Een ander mooi kikkertje kruiste ons pad, en nog een keer een blauw geel kikkertje. Ara’s vlogen over, we zagen kraagpapegaaien, whitebreast tucans, wel een stuk of 3 in totaal. We konden ze niet allemaal fotograferen, je bent tenslotte in het oerwoud, waar je af en toe wat kan zien tussen het gebladerte door, maar ze moeten wel lang poseren om ze op de kiek te krijgen.

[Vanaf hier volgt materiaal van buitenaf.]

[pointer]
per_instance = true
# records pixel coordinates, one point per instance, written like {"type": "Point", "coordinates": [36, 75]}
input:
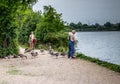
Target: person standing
{"type": "Point", "coordinates": [71, 42]}
{"type": "Point", "coordinates": [31, 40]}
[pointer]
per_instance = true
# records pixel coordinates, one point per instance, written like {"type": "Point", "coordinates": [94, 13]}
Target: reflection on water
{"type": "Point", "coordinates": [102, 45]}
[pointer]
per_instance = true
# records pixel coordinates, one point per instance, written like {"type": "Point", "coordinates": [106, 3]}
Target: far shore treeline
{"type": "Point", "coordinates": [108, 26]}
{"type": "Point", "coordinates": [18, 20]}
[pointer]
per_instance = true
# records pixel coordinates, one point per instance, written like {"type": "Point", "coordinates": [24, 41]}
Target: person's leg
{"type": "Point", "coordinates": [69, 49]}
{"type": "Point", "coordinates": [72, 49]}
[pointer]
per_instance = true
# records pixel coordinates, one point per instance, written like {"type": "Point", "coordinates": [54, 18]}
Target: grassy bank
{"type": "Point", "coordinates": [110, 66]}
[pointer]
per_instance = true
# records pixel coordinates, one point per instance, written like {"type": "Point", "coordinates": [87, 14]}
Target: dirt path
{"type": "Point", "coordinates": [45, 69]}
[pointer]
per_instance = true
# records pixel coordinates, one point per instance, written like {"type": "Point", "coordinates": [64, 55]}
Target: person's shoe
{"type": "Point", "coordinates": [73, 57]}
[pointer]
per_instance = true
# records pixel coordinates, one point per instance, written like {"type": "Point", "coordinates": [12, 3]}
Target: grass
{"type": "Point", "coordinates": [14, 71]}
{"type": "Point", "coordinates": [110, 66]}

Ineens schoot er een prachtige slang over het pad, we konden hem even volgen`: de koraalslang. We halen een foto van het net over een paar dagen, want ik was te traag met het fototoestel! ;( . Hij was schitterend, net zo mooie kleuren als de kikkertjes, waar we ook weer een paar varianten van zagen. Een mooie grote vlinder poseerde voor ons, maar helaas, toen hij na een klein tikje begon weg te vliegen was hij niet mooi gekleurd. Maar wel mooi! Later zag ik de koningsvlinder, een prachtige onrustige vlinder, die niet op de kiek wilde.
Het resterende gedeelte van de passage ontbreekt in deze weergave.